How do I forgive my friend?
If you’re reading this, I’m sorry that someone has wronged you. Whatever the situation, no matter how angry you are and regardless of what has happened, forgiveness will make you happy. Forgiveness is an essential life skill. It gives you the freedom to take back control on your life so why is it so hard? Here you will find everything you need to know about forgiveness and how you can forgive a friend.
What is forgiveness?
Forgiveness is accepting the reality of what happened and finding a way to resolve it. It is really important to remember that forgiveness is something you do for you. It is not a sign of weakness but a sign of ultimate strength. By achieving forgiveness you have made peace with the reality of what happened and are ready to let it go.

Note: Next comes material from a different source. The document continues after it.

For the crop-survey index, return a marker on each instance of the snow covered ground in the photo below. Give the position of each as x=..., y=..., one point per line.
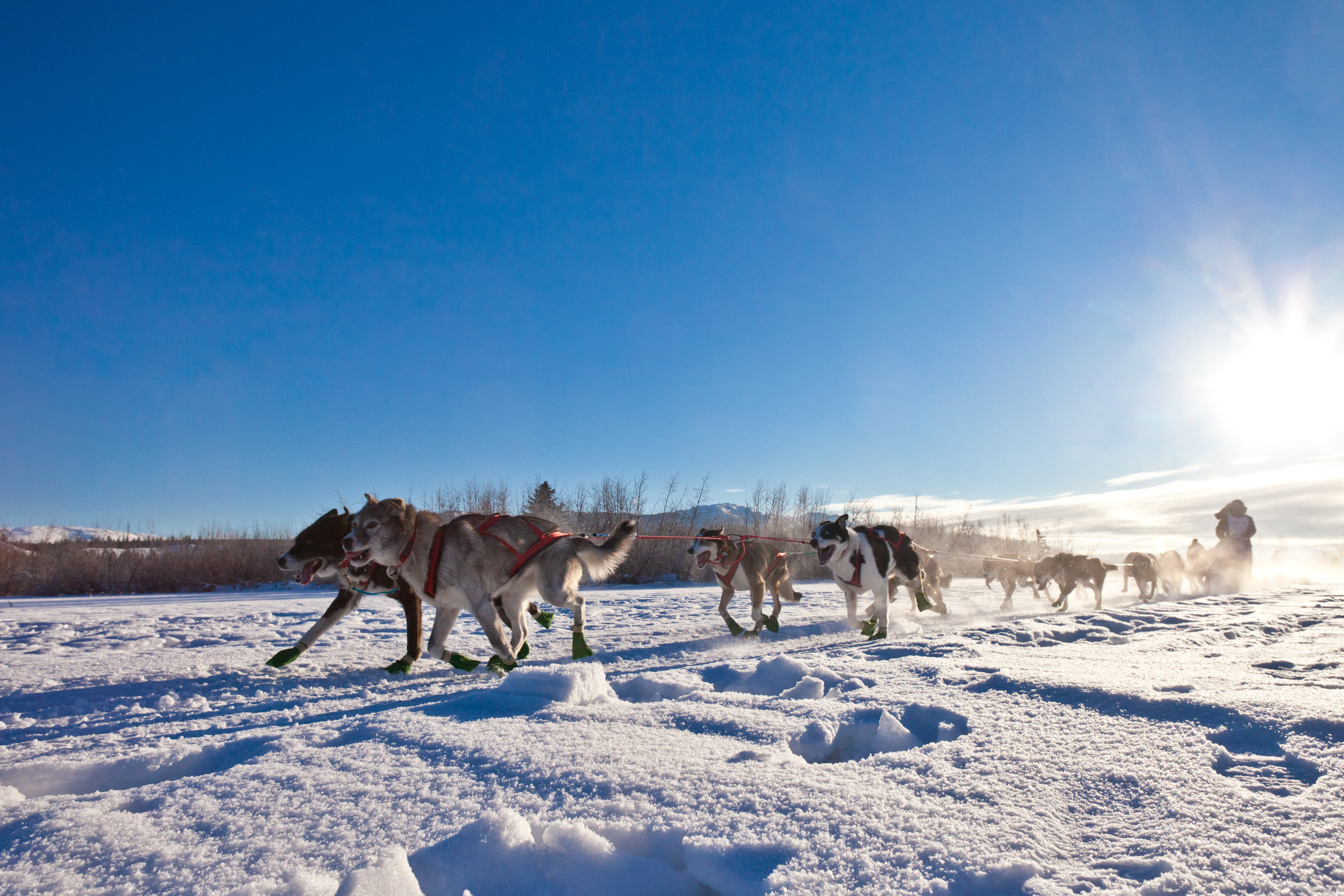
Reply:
x=1180, y=748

But why is forgiveness so hard?
Forgiveness is hard because you have a lot of emotion attached to what happened. When you apply negative emotions to something it makes it a lot more powerful in your mind. Your anger may lead you to want to get retribution, revenge and to feel back in control. In some situations you may be enjoying not forgiving someone and using it to feel superior over someone else’s mistake. The adrenaline the anger provides can be addictive, you may be self-identifying as a victim or you’re afraid that by forgiving you have to re-connect with the other person.
Important things to remember about forgiveness:
- Forgiveness is something you do for you, not for anyone else
- Forgiveness does not mean you are saying the reality was acceptable
- You don’t have to tell the other person they are forgiven it can be a personal thing for you
- Of course you will have feelings still about the situation but forgiveness will help to ease them
- It doesn’t mean you have to forget the reality ever happened
- It doesn’t mean the person you are forgiving has to be in your life
- Negative experiences and people are necessary to encourage us to learn, grow and be the best version of ourselves
How do I forgive my friend?
Achieving forgiveness takes patience and work. It may or may not happen overnight but the end result will leave you feeling wonderful and ready to move on with you life.
Step 1: Accept the reality for what it is (don’t escalate it any further!)
The first step is to accept the reality of the situation. This is just the reality of what happened nothing else that you may have escalated it into in your mind – we are all guilty at times of making things seem worse than they were. Accept what happened, how you felt and how you were impacted.
Step 2: Learn & grow – (you’ve got this!)
Acknowledge the growth you experienced as a result of what happened. Did you learn about yourself, your needs and your boundaries? Even in really crap situations it is great to try and take a positive outcome from it, no matter how hard it may be. Use your emotion as a driving force to be a better person yourself.
Step 3: Think about the other person (ew!)
By considering why the other person acted like they did may give you some confirmation of the situation (this does not mean that you are condoning the behaviour). Are they flawed, did they act from limited beliefs or what need were they trying to meet? Although this is really hard, this will help you to see the situation from a different point of view. The situation will be a reflection of the other person not you.
Step 4: Decide to forgive & move on
Decide to forgive and move on with your life. Don’t be defined by your past but do use it to grow and be determined to live a better life because of it. It is completely up to you whether you tell that person if they are forgiven or not, but forgiveness should come from a place where you do it for you and no one else. Create peace within yourself. If you decide to forgive someone and remain friends, don’t bring up the situation again. Leave it in the past.
If you’re reading this and have someone to forgive…now is the time. By forgiving you are letting go of any grievances and judgements and allowing yourself to feel better. Release those negative emotions and gain a positive outlook. The best revenge towards someone that has wronged you is to live a happy life.